Here are some important things to remember about grief:

  • Know that grief is a natural and slow process.
  • Cry as much as you need to.
  • Spend time with close friends or family who will listen and offer words of support.
  • Pray.
  • Know that you are not alone.
  • Know also that grief comes in waves and even when you think you are finished grieving, something will often trigger a memory of your loss and the grief comes back sometimes with just as much emotion and intensity.

For more information or support groups, contact Griefwatch and hopexchange.

Have you experienced a miscarriage? If so, I am so sorry for your loss. Tell us about how you coped in the discussion forum.
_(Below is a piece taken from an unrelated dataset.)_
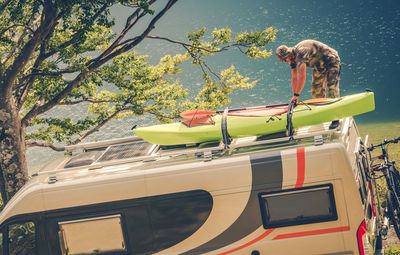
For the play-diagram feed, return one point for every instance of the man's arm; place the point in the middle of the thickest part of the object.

The copyright of the article Signs of Miscarriage in Pregnancy & Childbirth is owned by Brenda Lane. Permission to republish Signs of Miscarriage in print or online must be granted by the author in writing.



Comments
Aug 27, 2008 8:05 AM
Guest :
I had a miscarriage aged 40 after trying over two years to get pregnant. It was very early on (7 weeks) pre-empted by light spotting, an intense prickling/stabbing sensation in my lower abdomen followed by a rapid trailing off of b-HCG hormone. I think there was also some lower back pain which may have been related, but I didn't bleed heavily until after a laproscopy I had for what was suspected as an ectopic pregnancy. It didn't turn out to be ectopic but a pregnancy 'of unknown site' or perhaps what I have heard called a 'chemical pregnancy'.

At the age of 40 I knew time was running out for me, so the loss was devastating as I had to face facts that I was already well on the wrong side of 36 (apparently the age at which fertility reduces) and to get pregnant again may take months/years, if at all. I already knew my fertility was on the low side, even for 40, because I had been having tests, in consideration of IVF so things weren't looking good. The grief was intense but actually relatively short-lived because the way I coped with it was to have a plan of what to do next and acting on that plan. There is always next month afterall (for most) or in fact other scientific options which those struggling at a later stage in life, can consider. I did in fact try IVF once after that and unfortuntely that failed too, but then I went straight onto egg donation through a clinic in Spain because although a natural or IVF pregnancy was possible, time was ticking on. It took me a while to get my head around egg donation and the knowledge that any resultant child would not resemble me genetically, but then hey ho, life is imperfect. After my second attempt at embryo implantation via donation, it worked and I am now 9 weeks pregnant and praying every day that everything will go along OK.

So far everything is good, but I have persistence and mostly science to thank for the opportunity it has given me to be a mother. The road to parenthood is very tough for many people, but if you know that there are options, can accept that sometimes it may not be easy and you may need to be open to new things, you can get there because failure does not live with persistance. Best of luck to you all. xx
Aug 28, 2008 7:05 PM
Guest :
I experienced a miscarriage this June at 12 weeks. I dont know yet if i have coped with this. two weeks before the miscarriage, I started experiencing lower back pain. Then it happened. I dont understand why. No one seem to be able to conjur up any explanation. I am 22 yrs old....healthy... so im told. All you can do if you have had or is now experiencing this horrid pain, is allow yourself to go through the emotions. Dont let it stay within. It can be a killer.